Il est probable que les militaires occidentaux sont là pour longtemps et les Américains s'efforcent de s'adapter à cette perspective même si de nombreuses voix aujourd'hui aux Etats-Unis souhaitent leur retrait rapide.

M. Pierre Brana a souligné que la bureaucratie internationale était source d'évaporation des aides, comme l`a illustré le précédent de la Bosnie-Herzégovine. Il a estimé que la France devrait effectivement développer une aide bilatérale et en assumer la visibilité, au Timor, au Kosovo ou ailleurs. Il a souhaité connaître l'avis de M. Fauroux sur l'avenir de la Bosnie-Herzégovine. L'élection d'un nouveau président en Croatie, plus ouvert que son prédécesseur, et la limitation de l'influence de M. Milosevic ne sont elles pas de nature à réduire le fossé entre les communautés en Bosnie-Herzégovine et à encourager à la création d'une nation ?

M. Roger Fauroux a estimé que l'argent serait mieux employé au Kosovo, justement en raison du précédent de la Bosnie-Herzégovine. Il est vrai que dans ce dernier pays la situation s'améliore. Aux dernières élections municipales, un parti non ethnique a pour la première fois remporté des municipalités, dont celle de Sarajevo. Parmi les Croates, certains mouvements prônent désormais une plus grande neutralité ethnique ; c'est le cas par exemple de «renouveau croate», même si la présence de l'adjectif recèle une ambiguïté. C'est donc la première fois que l'on peut parler de patriotes bosno-herzégoviniens. Par ailleurs, la Républika Srpska a fait part de son intention de collaborer avec le Tribunal pénal international. Ce dégel politique sera ou non confirmé en septembre prochain, à l'occasion des prochaines élections locales.

M. Charles Ehrmann, évoquant les discussions passionnées sur les Balkans au Conseil de l'Europe, s'est demandé si cette région ne demeurait pas la « poudrière » de l'Europe. Il a fait remarquer que sans l'Euro, l'Europe du Mark serait aujourd'hui fort étendue. Il a observé que les réfugiés kosovars posent des problèmes, notamment de délinquance, pour les pays d'accueil ; en Suisse, ils sont 47 000. La question des Balkans est un problème insoluble qui ne peut que faire regretter l'Empire austro-hongrois.

M. François Loncle a estimé qu'il ne fallait pas surestimer les problèmes posés par les réfugiés du Kosovo. Sept familles se sont installées dans sa circonscription, elles se comportent très bien. Ces réfugiés ont généralement le désir de rentrer au Kosovo, mais sont freinés par des difficultés matérielles, le Gouvernement doit donc développer les aides au retour, ce qui coûterait d'ailleurs moins cher que s'ils restaient en France.
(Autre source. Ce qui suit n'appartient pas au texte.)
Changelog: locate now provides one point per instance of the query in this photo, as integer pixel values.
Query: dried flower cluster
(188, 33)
M. Pierre Brana a précisé que l'Union européenne avait décidé très récemment d'instituer une aide au retour pour les réfugiés kosovars.
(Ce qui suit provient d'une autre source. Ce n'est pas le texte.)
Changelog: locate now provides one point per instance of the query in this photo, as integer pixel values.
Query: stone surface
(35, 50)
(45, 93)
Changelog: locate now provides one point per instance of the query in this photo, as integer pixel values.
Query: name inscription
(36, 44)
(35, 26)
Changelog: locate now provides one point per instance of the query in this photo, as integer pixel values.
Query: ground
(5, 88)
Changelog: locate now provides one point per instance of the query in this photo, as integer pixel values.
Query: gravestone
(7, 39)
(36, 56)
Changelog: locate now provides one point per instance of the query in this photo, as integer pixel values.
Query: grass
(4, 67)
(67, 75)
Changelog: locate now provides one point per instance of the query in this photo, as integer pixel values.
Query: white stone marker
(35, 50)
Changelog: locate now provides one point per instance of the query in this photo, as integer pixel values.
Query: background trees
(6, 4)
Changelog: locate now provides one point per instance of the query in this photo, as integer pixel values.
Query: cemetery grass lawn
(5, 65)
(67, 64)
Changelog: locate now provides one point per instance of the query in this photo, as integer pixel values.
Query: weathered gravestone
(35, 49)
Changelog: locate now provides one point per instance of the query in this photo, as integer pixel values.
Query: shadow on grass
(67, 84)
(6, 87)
M. Roger Fauroux a indiqué que personne ne se rend compte au Kosovo que la monnaie utilisée est en fait l'Euro. Cependant, il s'agit d'une victoire de l'Europe.

Il est inacceptable de considérer la situation comme insoluble ; la géographie nous oblige à nous préoccuper des Balkans : les trafics et les désordres sont contagieux. Ainsi, nous sommes intervenus au Kosovo pour des raisons morales, mais aussi parce que le canal d'Otrante ne sépare l'Italie des Balkans que de 70 kilomètres. L'Europe doit être en mesure de trouver une solution pour cette région proche qui ne compte que 20 millions d'habitants. Certes, les 80 000 soldats présents représentent un coût non négligeable, mais moins élevé qu'une guerre. La responsabilité de l'Europe est grande.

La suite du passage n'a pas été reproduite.